Specimens were fixed in 10% neutral buffered formalin for 24 h. Slides were stained with hematoxylin and eosin (H & E) for routine histological examination. In addition, myelin sheath marker (anti-S100B) was applied as an immunohistochemical stain to characterize the thickness of the myelin sheath formed by the Schwann cell. S100B activates the Ras-MEK-ERK1/2-NF-κB pathway in neural cells and leads to the activation of small GTPases, Rac1/Cdc 42, and neurite growth.

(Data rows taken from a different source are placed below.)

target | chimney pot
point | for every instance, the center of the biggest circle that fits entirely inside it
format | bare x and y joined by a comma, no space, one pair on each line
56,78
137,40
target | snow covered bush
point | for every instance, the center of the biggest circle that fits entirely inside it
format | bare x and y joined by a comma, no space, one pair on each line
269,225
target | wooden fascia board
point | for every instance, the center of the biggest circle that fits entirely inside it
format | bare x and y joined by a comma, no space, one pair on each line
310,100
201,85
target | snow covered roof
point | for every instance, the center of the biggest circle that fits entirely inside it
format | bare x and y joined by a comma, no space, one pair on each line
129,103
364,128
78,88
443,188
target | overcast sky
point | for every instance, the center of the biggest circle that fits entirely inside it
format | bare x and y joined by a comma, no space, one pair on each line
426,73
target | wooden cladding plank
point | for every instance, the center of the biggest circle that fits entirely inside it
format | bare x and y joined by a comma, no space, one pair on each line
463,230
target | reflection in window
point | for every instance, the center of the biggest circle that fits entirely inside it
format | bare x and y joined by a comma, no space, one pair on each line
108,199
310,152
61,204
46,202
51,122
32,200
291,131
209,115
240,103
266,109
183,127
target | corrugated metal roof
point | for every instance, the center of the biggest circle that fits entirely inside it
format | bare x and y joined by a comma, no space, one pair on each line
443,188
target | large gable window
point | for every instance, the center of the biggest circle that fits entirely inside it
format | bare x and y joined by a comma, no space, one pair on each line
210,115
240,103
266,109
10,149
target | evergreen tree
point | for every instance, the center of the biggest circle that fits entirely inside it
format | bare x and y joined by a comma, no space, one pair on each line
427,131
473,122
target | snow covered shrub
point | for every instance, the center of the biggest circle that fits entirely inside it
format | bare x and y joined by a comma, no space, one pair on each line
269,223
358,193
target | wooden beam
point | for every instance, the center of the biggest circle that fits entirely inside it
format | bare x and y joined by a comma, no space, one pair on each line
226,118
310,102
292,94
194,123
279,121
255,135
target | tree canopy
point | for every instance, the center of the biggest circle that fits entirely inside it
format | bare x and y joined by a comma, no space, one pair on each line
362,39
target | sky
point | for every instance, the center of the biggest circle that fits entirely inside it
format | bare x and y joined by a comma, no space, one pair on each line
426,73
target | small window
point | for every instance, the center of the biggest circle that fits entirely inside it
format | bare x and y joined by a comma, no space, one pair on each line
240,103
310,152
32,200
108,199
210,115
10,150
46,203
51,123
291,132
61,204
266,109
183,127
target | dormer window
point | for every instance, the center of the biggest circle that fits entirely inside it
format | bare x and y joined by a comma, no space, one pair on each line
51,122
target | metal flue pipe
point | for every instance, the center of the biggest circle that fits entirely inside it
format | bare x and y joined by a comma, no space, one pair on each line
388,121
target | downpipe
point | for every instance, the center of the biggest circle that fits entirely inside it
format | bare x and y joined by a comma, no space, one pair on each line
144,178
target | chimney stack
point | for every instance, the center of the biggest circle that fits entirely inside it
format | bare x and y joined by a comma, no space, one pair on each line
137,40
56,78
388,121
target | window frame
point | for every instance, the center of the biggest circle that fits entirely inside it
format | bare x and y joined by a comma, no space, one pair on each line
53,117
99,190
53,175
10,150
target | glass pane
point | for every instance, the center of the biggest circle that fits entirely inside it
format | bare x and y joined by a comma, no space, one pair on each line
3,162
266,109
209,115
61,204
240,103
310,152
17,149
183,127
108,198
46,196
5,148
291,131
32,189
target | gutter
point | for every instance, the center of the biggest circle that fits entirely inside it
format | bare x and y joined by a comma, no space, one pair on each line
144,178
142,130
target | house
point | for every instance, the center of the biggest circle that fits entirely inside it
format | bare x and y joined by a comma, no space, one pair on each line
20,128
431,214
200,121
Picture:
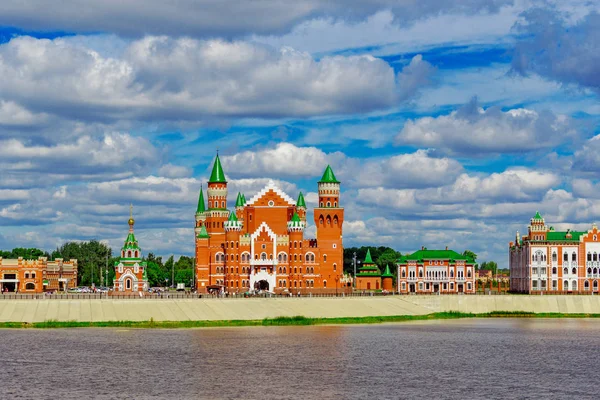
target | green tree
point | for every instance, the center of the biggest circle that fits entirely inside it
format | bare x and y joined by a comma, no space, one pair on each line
91,257
184,276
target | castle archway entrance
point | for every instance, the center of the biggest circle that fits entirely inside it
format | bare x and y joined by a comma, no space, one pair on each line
262,285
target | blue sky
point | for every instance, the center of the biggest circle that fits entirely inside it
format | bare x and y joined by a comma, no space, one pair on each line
449,124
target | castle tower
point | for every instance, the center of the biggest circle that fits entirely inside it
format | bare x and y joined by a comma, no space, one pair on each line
202,259
301,207
240,201
537,228
200,212
296,235
130,271
387,279
217,200
329,217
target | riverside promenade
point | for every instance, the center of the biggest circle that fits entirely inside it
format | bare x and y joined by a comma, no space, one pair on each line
99,310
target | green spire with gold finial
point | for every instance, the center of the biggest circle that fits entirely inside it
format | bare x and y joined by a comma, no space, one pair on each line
203,234
368,259
328,176
301,202
239,202
217,175
201,204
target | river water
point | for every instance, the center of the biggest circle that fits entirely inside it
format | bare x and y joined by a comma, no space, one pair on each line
491,359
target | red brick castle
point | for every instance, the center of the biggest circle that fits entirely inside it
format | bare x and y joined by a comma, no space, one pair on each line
261,245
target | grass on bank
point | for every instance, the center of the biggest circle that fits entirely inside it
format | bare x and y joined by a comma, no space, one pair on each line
287,321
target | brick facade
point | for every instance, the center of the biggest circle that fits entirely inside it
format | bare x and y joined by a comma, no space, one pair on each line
261,244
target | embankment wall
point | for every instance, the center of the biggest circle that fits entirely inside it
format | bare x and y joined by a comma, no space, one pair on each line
258,308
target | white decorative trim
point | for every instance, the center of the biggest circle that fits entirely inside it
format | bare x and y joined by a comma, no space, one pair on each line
270,186
253,237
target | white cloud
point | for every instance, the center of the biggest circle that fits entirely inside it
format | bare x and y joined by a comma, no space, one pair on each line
559,47
413,170
214,17
158,78
174,171
285,159
471,130
117,154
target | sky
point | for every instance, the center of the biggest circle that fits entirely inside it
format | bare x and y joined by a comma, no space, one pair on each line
448,123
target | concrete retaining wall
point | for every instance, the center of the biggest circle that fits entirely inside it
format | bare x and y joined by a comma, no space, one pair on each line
259,308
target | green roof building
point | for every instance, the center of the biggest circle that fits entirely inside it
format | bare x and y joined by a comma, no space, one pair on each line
130,270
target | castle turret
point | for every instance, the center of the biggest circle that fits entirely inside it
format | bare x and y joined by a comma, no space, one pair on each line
202,258
217,199
329,217
301,207
200,212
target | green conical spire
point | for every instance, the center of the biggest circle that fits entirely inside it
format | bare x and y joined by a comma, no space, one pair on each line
301,202
296,218
201,205
328,176
203,233
217,176
239,202
368,259
387,273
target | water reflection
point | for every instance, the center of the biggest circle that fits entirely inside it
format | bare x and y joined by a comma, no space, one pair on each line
523,358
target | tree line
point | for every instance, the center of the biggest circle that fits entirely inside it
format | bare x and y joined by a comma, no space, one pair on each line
96,262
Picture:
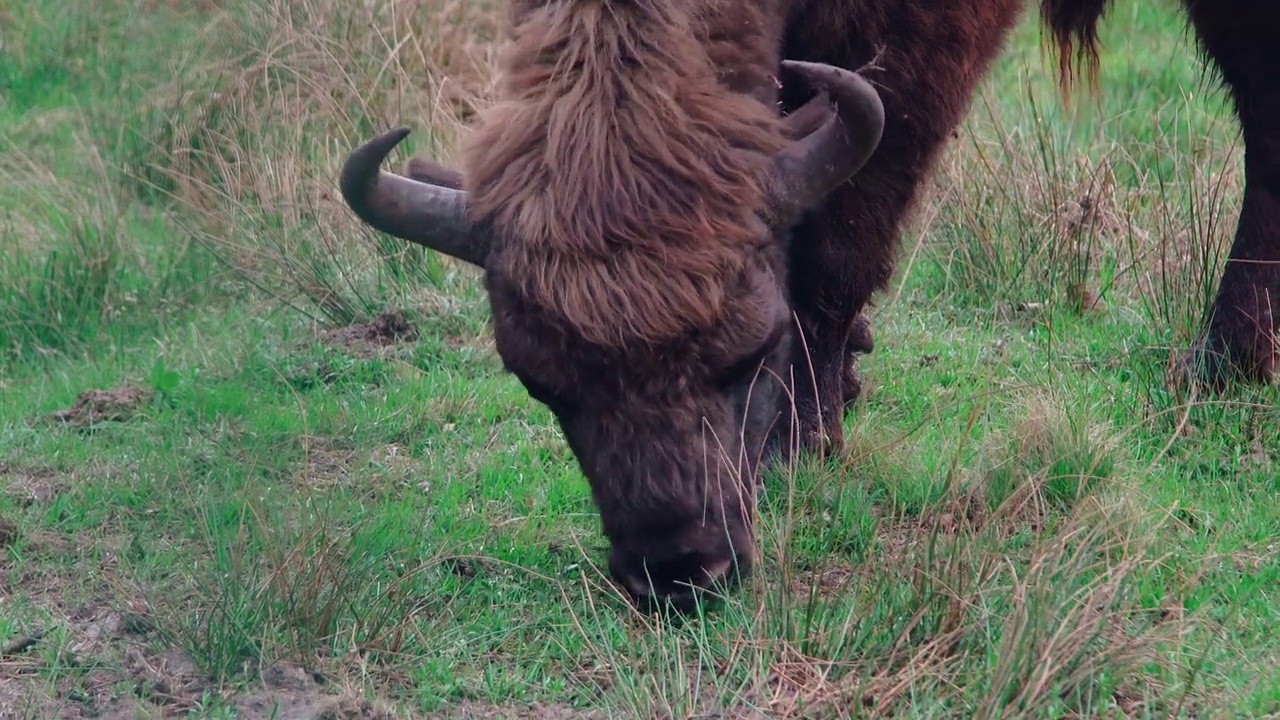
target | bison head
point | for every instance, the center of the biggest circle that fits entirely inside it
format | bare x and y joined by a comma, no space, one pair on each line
659,345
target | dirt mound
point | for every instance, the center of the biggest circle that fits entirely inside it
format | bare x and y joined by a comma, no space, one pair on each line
382,331
97,405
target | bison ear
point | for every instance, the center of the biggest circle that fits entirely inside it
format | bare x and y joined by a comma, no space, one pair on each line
848,119
433,173
429,214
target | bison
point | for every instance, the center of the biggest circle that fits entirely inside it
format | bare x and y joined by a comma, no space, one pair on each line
682,206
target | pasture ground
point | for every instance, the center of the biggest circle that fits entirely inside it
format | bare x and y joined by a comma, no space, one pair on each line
257,461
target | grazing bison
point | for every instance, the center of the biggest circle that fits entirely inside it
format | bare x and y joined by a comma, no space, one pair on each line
681,208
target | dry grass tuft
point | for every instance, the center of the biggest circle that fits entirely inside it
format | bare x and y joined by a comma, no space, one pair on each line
314,78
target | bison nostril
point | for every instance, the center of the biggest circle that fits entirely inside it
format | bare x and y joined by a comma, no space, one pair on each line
679,582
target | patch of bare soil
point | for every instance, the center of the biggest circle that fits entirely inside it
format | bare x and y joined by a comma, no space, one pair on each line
104,405
469,710
382,331
31,484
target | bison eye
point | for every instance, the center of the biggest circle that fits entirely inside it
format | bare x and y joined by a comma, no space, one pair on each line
745,367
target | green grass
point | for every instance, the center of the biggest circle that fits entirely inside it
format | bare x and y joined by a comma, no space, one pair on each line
1028,519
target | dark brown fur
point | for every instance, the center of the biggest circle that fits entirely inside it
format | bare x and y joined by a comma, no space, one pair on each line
634,288
618,158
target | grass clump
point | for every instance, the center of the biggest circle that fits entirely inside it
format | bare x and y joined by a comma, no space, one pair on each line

2.8.2. Immunostaining evaluation

Photomicrographs of slides were obtained using a ToupView® digital camera installed on an Olympus® microscope with a 1/2 photo adaptor, using X objective. Fiji ImageJ processing package software (https://fiji.sc/) was used to analyze 20 images (10 cm width x 5 cm length) with a resolution of 300 dpi for each group. The amount of anti-S100B immunoreactivity in myelin sheaths around nerve fibers was analyzed using the threshold tool. The thresholding tool judged the percentage of immunoreactive area to each section's selected overall immunostained area.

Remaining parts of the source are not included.